I had first heard about MÄRZ Verlag when I was about 18 years old and spent my days reading Marx, writing emotive poetry, and trying to find new venues across Germany for my friends and me to read our pornographic/socialist/ailing texts. We even published our own little magazines and books because we knew we wouldn’t have the slightest chance with “real” publishing houses. Oh, but maybe, we thought, if MÄRZ still existed–this would be the perfect publishing house for us … Pushing mixed calculation too its extremes by making a lot of money with pornography and then spending it for groundbreaking poetry and radical theory was most alluring to us. We tried to copy the bold design and did our best in terms of guerilla marketing but it soon became obvious that we had no idea what we were doing.

MÄRZ Verlag has been around for 53 years. Founded by Jörg Schröder in 1969, it used to publish what other publishers didn't dare to: Beat literature from the U.S., comics, poetry collections, sex ed books, pornography and political theory. For many years, MÄRZ set trends for a new aesthetic and a new political movement in the old Federal Republic. Leonard Cohen’s poems were published at MÄRZ, long before he became a singer-songwriter in Europe. For 20 years the publishing house offered the German public a multi-layered program.

For the last three decades, the founder of the publishing house and his wife, Barbara Kalender, who started working at the publishing house in 1980, devoted themselves to their own literary projects, supervised several exhibitions on MÄRZ Verlag, and provided two public institutions with the publishing house’s archive. Jörg Schröder’s death in June 2020 was followed by numerous obituaries praising his publishing legacy.

A couple of months later Barbara Kalender was having a meeting with my former employer, and I had this hunch when I saw her entering his office. After she left I waited for 10 minutes and then stormed his office, just to tell him that I’m going to quit my job of almost 10 years to re-establish MÄRZ if he’s not going to do it. He knew how much I loved the backlist and the misfit attitude of the publishing house, so he simply said, “Go on, I know you have to do it.”

The next step was to convince Barbara not just to sell the good old name and the remaining publishing rights but to start it anew with me, to work with someone, who’s 30 years younger, someone she’s never met before. So, I went over to her apartment in West Berlin with two bottles of wine. When I left eight hours later, my head was not only spinning from the red burgundy but also from all the ideas we’ve discussed. We had even drafted the first covers.

There was just one problem: Money. I didn’t have any, or most certainly not enough to only produce one single book. Two close friends went to the notary with me to set up a new company, one of them being my former boss. With their names on the application, landed a state-funded loan, the first ever for a pubishing house in Berlin.

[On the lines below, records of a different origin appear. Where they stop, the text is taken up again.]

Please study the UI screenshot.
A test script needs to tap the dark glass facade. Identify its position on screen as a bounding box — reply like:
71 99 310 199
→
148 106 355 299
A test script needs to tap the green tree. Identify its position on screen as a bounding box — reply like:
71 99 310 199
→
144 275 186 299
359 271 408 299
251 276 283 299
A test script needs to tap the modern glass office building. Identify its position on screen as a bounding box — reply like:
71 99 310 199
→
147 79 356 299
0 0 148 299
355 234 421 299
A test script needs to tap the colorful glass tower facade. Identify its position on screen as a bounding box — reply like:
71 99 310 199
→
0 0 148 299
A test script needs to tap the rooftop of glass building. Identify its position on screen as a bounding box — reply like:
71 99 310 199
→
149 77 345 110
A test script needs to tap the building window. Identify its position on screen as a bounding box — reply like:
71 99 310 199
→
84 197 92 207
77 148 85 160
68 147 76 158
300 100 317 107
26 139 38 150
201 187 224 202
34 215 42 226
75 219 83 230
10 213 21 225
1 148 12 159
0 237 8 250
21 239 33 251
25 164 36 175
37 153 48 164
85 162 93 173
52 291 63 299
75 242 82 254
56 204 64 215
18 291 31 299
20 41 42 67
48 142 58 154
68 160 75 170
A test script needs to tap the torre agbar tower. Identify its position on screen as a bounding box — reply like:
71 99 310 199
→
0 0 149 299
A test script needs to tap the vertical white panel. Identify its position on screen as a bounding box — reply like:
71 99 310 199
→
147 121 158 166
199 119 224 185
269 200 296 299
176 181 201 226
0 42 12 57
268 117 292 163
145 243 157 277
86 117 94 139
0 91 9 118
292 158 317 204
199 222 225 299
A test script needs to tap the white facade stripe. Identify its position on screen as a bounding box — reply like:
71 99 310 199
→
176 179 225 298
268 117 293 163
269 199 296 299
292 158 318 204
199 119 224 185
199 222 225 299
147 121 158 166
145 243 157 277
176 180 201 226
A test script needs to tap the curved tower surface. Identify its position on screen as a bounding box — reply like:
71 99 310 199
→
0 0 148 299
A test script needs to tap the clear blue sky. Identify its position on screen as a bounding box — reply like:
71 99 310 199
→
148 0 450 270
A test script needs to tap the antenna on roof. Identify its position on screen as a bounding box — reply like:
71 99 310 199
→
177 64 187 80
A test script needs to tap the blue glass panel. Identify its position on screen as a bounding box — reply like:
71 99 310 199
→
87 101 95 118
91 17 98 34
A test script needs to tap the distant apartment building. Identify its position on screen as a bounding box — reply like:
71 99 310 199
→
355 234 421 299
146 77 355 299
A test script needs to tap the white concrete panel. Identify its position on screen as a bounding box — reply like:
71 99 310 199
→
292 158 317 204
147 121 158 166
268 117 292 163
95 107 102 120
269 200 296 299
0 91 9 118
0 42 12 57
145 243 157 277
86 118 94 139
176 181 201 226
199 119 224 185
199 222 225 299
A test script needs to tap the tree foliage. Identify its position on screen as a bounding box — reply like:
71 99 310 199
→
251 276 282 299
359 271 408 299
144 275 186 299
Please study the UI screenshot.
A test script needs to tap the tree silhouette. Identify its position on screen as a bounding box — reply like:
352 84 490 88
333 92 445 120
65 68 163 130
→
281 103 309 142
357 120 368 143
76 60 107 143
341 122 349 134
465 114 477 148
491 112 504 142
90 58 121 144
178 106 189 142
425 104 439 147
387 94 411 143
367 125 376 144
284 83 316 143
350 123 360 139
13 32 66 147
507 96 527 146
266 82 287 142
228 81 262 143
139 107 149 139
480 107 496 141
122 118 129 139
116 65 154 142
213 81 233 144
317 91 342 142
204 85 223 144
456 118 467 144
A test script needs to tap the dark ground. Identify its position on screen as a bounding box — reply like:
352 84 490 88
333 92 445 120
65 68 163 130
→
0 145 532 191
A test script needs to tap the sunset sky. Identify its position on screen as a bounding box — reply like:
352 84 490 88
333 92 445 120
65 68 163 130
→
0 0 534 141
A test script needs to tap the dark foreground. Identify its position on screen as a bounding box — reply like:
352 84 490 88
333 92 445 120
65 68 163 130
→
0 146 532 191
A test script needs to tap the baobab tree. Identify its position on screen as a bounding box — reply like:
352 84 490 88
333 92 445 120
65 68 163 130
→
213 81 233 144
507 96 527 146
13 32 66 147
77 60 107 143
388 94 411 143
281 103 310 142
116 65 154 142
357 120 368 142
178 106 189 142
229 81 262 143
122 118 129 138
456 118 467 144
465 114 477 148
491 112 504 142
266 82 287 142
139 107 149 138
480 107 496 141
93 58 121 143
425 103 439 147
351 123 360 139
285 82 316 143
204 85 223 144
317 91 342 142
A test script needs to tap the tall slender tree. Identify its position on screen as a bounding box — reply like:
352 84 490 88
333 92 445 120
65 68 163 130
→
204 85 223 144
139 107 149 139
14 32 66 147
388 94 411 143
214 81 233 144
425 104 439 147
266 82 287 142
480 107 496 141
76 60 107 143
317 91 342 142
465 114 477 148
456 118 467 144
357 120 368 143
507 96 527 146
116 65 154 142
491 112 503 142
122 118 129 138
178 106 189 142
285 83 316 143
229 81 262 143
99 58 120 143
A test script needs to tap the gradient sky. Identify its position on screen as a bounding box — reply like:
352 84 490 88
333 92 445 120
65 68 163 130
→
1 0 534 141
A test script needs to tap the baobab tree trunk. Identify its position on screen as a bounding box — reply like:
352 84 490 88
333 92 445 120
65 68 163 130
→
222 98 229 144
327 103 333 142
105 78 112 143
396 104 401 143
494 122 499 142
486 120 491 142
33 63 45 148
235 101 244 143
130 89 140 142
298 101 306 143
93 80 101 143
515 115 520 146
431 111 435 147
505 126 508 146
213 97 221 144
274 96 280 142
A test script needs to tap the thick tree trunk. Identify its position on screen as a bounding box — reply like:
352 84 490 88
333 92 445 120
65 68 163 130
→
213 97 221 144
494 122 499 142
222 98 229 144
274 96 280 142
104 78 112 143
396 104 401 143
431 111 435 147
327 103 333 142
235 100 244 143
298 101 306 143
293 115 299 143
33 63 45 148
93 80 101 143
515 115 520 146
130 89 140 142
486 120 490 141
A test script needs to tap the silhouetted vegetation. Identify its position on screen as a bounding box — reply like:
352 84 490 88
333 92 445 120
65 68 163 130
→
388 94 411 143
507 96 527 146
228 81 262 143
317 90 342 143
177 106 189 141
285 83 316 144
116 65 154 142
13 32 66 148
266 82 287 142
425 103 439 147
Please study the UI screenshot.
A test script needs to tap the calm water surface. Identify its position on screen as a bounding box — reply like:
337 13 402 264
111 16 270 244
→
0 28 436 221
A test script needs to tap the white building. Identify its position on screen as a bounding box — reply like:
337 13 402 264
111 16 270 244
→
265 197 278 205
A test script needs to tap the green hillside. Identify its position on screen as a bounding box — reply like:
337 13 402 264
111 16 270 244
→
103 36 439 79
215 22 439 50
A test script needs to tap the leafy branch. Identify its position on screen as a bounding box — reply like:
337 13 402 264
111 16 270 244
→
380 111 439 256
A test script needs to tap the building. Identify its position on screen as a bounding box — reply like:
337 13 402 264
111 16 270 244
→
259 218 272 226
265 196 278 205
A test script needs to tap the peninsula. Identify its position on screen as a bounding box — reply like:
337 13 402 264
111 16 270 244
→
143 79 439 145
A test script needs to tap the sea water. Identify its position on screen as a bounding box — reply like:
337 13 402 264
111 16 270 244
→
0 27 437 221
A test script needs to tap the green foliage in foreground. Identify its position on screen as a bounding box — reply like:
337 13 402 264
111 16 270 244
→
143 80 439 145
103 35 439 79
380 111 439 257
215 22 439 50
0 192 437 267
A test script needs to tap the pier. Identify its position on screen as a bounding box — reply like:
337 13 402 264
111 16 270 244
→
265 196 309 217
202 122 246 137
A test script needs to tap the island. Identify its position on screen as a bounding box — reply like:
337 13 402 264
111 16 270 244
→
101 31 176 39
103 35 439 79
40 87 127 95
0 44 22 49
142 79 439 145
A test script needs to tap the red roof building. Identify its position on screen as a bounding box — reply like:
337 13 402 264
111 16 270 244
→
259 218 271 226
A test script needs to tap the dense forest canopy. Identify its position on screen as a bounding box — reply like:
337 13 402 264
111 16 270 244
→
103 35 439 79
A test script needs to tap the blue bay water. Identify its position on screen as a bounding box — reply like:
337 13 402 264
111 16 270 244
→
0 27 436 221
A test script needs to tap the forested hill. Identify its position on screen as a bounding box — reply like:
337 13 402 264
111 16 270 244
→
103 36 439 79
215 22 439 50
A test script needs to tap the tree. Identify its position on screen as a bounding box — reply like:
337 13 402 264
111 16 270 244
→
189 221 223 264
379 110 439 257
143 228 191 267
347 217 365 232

Now, Barbara and I are working together on a daily basis for over a year already. She is in charge of sales and press but also designs the covers and serves as an editor of the MÄRZ classics, while I focus on editing, accounting and rights. However, as in every small publishing house, we both do every work necessary.

Classics and novelties are equally important to us. None of the MÄRZ classics have gathered any dust yet. Old and new texts are thus supposed to enter into a conversation with each other, to refer to each other, to correspond. There is a form of kinship between Valerie Solanas (S.C.U.M. Manifesto) and Kathy Acker (Blood & Guts in High School), both of which we publish.They both worked with radical language, both became feminist heroines who would in no way ever fit into a corset. Ann Quin's experimental novel Passages and Hendrik Otremba's novel Benito about a blind terrorist also complement each other, as both push the means of fiction to the limit.

And we were lucky enough to already have a new bestseller, against all odds, during the pandemic: Döner. A Turkish-German Cultural History by Eberhard Seidel. It’s all we want from a nonfiction book: starting with a small and seemingly unremarkable object such as fast food and then going on to connect to and explore the huge topic such as work migration to Europe in the 20th century.

Prior to relaunching März Verlag in 2021, Richard Stoiber worked as an editor at Matthes & Seitz Berlin and in editorial and foreign rights at Suhrkamp Verlag.